A refinement on this method was to make a chamber of thin nickel tubes brazed together. Reinforcing bands were usually attached around the tubes, but overall, the construction was much lighter. This technique was first used in the RZ 2 motor for Blue Streak and the chambers of the Stentor motor for the Blue Steel missile. Fuel or oxidant then flows through the tubes to cool the chamber.
Sometimes the expansion cone for upper stages is left as plain metal, and this is sometimes referred to as ‘radiation cooling’ – in other words, the metal is left to glow red hot and literally radiates its heat away into the vacuum of space.
Figure 5. A double walled chamber.
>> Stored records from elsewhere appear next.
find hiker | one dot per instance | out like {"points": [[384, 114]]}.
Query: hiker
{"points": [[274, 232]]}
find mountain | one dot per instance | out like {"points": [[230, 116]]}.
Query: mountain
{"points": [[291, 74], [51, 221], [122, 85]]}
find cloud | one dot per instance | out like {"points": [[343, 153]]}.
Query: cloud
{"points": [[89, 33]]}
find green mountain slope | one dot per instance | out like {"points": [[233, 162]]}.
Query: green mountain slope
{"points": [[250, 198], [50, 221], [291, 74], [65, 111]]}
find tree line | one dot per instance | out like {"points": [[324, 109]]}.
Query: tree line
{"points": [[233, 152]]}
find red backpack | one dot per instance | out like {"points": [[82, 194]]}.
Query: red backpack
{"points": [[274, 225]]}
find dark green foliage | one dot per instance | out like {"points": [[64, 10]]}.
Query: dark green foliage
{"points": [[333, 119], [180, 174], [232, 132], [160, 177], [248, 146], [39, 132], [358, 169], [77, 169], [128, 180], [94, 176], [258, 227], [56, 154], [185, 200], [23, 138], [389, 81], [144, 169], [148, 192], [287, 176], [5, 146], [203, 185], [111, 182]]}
In this de Havilland Spectre motor, HTP is used as the coolant. |
Figure 6. A sectioned example of a liquid hydrogen chamber made at RPE. It has been fabricated from a series of nickel tubes pressed into shape and brazed together. Fuel would flow through the tubes as a coolant. |
Lubbock and his co-workers at the Fuel Oil Technical Laboratory in Fulham, London, were the first in the UK to work on liquid fuelled rocket motors. Their first design, called Lizzie, was fuelled by LOX (liquid oxygen) and petrol. It was a very simple device: the propellants were forced into the combustion chamber using high pressure nitrogen, so no pumps and other ancillary equipment were needed. It was intended for rocket assisted take-off in aircraft such as the Wellington. In 1946 it was the first liquid fuelled rocket motor to be test fired at the RPD Westcott, and was eventually developed to give thrusts of up to 2000 lb.
Lizzie was used to power the Liquid Oxygen Petrol/
Guided Aerial Projectile, or LOP/GAP, which was an
early test vehicle, fired from
Aberporth in Wales, and later, the Rocket Test Vehicle 1 or RTV-1. Problems cooling the engine led to a change of fuel to a methanol/water mixture. As a consequence of work with Lizzie, it was realised that hydrocarbons did not act as good coolants for rocket engines, and that their flame temperatures are also relatively high, exacerbating the cooling problem. Kerosene was not considered again for rocket motors in Britain for some years.